Astaire and Rogers did not dance to "They Can't Take That Away From Me" in 1937's Shall We Dance.  But they did dance to it over 10 years later.  Their last RKO musical comedy was released in 1939.  Fred Astaire and Judy Garland were slated to star as The Barkleys of Broadway for MGM.  Garland had to bow out of the project.  She was replaced by Rogers.  For Ginger's 1949 reunion with Fred, and their first musical in color,  a big number planned for Judy was dropped and Gershwin's "They Can't Take That Away From Me" was added to the film.  The Barkleys are married Broadway musicals stars.  They've had hits together.  They've been known to bicker.  They're separated, on the brink of divorce, and she's now about to do her first drama.  She's usually been directed by her husband and co-star in light musicals.  Now she's reinventing herself in a drama directed by....you guessed it...a bit of a dork that she may marry after her divorce.  Her husband has fallen in love with her all over again and will dance her back to her senses in a Broadway benefit show.  Once again, Fred's character wants to stay married.

In some ways, The Barkleys of Broadway feels like a sequel to Shall We Dance.  In it, he's the more accomplished artist and she's the musical comedy star -- just like in the 1937 movie.  And what she is is good enough.  But Josh and Dinah Barkley are a married couple and, as happens, he's gotten so used to her as a wife that he has hasn't noticed her other talents as an actress.  They have to split up and fall in love all over again.  She has to discover her other talents and stand on her own as an actress.  He has to see those talents because they've often been slightly overshadowed by his.  The Barkleys of Broadway is a story of remarriage -- with a reprise of a great Gershwin tune.
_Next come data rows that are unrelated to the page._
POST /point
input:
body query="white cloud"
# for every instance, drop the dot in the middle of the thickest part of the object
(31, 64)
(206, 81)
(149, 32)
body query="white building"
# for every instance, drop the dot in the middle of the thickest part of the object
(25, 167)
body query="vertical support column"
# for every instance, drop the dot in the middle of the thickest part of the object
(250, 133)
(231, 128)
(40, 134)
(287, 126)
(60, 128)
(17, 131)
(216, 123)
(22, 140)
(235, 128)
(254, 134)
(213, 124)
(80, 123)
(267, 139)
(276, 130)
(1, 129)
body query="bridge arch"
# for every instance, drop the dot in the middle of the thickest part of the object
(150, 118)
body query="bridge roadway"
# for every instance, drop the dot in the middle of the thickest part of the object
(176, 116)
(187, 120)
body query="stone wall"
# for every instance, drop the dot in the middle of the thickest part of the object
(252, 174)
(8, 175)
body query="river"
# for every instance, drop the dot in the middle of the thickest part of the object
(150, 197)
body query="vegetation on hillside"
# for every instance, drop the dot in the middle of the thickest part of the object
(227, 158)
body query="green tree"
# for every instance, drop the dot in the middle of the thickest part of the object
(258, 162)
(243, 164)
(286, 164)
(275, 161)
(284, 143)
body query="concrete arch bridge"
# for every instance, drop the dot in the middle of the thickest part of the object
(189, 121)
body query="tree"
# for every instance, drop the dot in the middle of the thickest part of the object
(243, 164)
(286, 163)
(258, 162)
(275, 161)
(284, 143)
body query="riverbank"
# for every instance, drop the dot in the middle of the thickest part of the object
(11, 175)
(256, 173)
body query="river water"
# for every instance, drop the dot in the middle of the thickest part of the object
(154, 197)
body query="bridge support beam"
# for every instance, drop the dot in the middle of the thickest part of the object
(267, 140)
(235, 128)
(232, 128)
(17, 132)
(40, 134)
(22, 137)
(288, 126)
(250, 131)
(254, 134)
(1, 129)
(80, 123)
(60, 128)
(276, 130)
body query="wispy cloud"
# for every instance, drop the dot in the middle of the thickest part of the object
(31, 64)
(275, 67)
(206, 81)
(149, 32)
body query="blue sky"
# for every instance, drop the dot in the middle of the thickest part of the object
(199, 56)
George Gershwin did another original score for a Fred Astaire movie. A Damsel in Distress, also released in 1937, didn't star Ginger.  She and Fred took a break.  His leading lady was Joan Fontaine as the British lass an American performer falls for while in London.  Astaire's snappy dance partners in A Damsel in Distress were George Burns and Gracie Allen.  Gracie's two dance numbers were Astaire are a true delight.  She brought her daffy comedy persona gracefully into the numbers.                                


Gershwin wrote "A Foggy Day (in London Town)" for Fred to sing in A Damsel in Distress.  He also wrote this big hit, "Nice Work If You Can Get It."  Here's Astaire's pop record of it.


Fred Astaire's dance number to it was the highlight of A Damsel in Distress and allowed him to showcase his skills as a drummer.

George Gershwin got one Oscar nomination in his career.  "They Can't Take That Away From Me" from Shall We Dance was nominated for Best Song of 1937.  Nothing from A Damsel in Distress was nominated.  "They Can't Take That Away From Me" lost to a Hawaiian number called "Sweet Leilani" written for Bing Crosby to sing in one his Paramount musicals.  Which of those two songs are we still singing today?

As an Oscar-nominated song written for Mickey Rooney and Judy Garland in the early 1940s says, "I like a Gershwin tune, how about you?"